Idle threat of the week

The panel of judges is known to appreciate a good sport's fight. Basketball brawls always move to the top of the list because basketball players -- who don't hide behind helmets or caps or race cars -- are our most recognizable athletes. When the b-ballers go at it, it's like you're back in high school witnessing a three o'clock showdown.

When we got together yesterday we discussed our favorite basketball fights: Dr. J pounding on Larry Bird as a young Charles Barkley held Bird back, an older Charles Barkley rolling around on the court with comic book villain Bill Laimbeer and, of course, everybody's personal favorite of Larry Johnson and Alonzo Mourning matching frenzied combinations as the middle-aged and balding coach Jeff Van Gundy held on for dear life.

All those fights were battles between big game players in big games. They were quick explosions of raw, unpracticed emotion. The punchs thrown were just as likely to break the puncher's hand or separate his shoulder as they were to do damage to the intended target.

And then there was what
went on Saturday night at Madison Square Garden between the New York Knicks and Denver Nuggets.

In a pathetic display of premeditation and posturing the centerpiece of this pointless, rambling brawl was the technically sound sucker punch Denver Nugget and NBA scoring leader Carmelo Anthony landed on Mardy Collins, who had instigated the brawl with a hard, illegal foul on Anthony's teammate JR Smith.

Not only was Collins fully restrained when Anthony landed the punch -- a good twenty seconds after the initial foul -- but Anthony began backing away immediately after the punch landed. To make matters worse, the Knick player who pursued Anthony after he started to back peddle was Jared Jeffries, arguably the skinniest player in the league.

So you have Anthony, who has always presented himself as a "from the streets" tough guy, punching a defenseless man and then fleeing from a stick figure -- not his proudest moment.

In another unfortunate twist the main escalator of the brawl was Nate Robinson. Most suspect the 5'6 guard jumped in not for love his teammates, but for the Napoleonic issues he tends to work out publicly -- previously with foolish attempts at dunks.

The NBA's two decade long slide from substance to style has been well-documented. It now appears the once hallowed basketbrawl has also fallen victim to this transformation.

Anytime grown men put up their dukes without a chance of serious injury you are witnessing the definition of an idle threat.

For that we can award the Denver Nuggets and New York Knicks the Idle Threat of the Week for December 11-17. It is certainly the highest accolade the Knicks will garner this season.

Bonus Video: The NBA's top ten fights. (This was before the '04 brawl in Auburn Hills)

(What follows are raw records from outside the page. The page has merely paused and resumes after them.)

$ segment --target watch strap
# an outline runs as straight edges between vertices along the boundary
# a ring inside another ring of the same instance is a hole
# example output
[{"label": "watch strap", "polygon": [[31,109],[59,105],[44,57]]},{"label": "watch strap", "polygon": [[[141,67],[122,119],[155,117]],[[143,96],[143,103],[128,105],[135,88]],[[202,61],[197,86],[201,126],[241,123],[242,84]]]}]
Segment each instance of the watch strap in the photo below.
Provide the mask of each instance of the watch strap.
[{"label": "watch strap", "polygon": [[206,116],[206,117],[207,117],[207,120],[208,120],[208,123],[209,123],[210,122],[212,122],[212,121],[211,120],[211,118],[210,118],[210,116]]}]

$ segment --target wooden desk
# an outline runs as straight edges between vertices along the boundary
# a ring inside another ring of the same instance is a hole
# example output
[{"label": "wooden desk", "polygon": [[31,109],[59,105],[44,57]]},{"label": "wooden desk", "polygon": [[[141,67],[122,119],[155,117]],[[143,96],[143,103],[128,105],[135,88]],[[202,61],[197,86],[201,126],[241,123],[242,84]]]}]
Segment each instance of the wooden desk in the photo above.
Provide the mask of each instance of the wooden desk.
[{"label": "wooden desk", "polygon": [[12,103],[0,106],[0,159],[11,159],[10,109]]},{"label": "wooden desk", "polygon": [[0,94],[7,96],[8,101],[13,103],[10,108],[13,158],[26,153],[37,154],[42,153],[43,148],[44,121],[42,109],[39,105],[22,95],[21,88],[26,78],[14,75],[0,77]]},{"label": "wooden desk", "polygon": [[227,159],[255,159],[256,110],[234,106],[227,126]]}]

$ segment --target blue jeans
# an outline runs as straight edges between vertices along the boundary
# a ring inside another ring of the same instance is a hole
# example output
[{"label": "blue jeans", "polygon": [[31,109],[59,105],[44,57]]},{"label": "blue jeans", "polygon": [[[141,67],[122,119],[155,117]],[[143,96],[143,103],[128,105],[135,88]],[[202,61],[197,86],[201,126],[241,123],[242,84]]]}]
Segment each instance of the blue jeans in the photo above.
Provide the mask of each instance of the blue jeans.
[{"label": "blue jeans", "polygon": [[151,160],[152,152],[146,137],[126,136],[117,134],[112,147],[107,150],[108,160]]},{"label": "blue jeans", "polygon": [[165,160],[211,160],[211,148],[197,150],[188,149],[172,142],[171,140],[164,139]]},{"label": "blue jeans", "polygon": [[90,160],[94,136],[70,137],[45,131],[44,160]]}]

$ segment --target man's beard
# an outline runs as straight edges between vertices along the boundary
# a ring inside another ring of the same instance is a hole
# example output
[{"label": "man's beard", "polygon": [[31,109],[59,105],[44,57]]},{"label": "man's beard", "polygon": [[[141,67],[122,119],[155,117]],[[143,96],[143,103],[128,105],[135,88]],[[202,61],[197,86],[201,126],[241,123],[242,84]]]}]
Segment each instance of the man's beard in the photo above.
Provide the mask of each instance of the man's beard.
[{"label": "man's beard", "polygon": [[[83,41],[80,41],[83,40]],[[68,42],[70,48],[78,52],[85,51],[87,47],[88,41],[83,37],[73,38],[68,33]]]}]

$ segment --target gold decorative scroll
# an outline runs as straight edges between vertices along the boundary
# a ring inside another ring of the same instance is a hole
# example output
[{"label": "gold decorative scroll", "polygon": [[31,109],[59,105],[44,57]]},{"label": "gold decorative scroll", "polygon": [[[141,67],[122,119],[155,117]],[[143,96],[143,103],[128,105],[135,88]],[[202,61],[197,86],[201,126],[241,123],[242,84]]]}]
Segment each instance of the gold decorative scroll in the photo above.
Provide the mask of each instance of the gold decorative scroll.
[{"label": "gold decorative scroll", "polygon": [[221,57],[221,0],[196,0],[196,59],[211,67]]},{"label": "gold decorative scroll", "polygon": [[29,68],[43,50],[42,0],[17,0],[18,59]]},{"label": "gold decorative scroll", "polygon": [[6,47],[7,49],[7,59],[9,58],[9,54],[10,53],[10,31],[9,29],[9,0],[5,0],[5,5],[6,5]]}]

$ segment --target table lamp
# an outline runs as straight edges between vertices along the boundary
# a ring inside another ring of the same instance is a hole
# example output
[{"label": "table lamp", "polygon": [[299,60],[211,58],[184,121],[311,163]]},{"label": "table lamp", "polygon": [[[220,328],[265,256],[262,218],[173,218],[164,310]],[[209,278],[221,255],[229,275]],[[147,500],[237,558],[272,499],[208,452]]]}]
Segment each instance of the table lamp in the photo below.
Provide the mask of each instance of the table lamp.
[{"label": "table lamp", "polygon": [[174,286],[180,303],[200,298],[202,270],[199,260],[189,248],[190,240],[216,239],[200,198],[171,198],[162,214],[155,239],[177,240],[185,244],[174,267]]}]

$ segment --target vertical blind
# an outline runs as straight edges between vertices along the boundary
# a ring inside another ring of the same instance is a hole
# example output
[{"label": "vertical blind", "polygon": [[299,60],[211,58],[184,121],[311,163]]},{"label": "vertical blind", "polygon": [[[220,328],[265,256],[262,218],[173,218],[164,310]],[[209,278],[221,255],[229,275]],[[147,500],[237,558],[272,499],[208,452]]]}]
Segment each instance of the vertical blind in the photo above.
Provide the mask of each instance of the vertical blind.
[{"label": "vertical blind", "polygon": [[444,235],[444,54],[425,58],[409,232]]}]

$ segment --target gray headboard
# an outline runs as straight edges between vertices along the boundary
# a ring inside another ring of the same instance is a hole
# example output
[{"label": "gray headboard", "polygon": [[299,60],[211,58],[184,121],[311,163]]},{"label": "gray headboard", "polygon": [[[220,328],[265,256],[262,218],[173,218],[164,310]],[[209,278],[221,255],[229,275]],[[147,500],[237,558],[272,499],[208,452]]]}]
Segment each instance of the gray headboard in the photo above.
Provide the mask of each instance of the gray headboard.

Update: 15 games for Anthony seems harsh. Ten for JR Smith seems unfair -- especially with Nate Robinson getting the same ten. Not content just to ruin the Knicks season it looks like Isiah Thomas' sore-loser thugishness has ruined the Nuggets' season too. The man is incorrigible.

Update 2: Bill Simmons thinks Isiah wasn't suspended because that makes it harder for Dolan to fire him (you probably can't fire or trade -- for that who's getting Iverson matter -- a suspended player or coach.) That's the best explanation for why-in-the-world-wasn't-Isiah suspended that I've heard.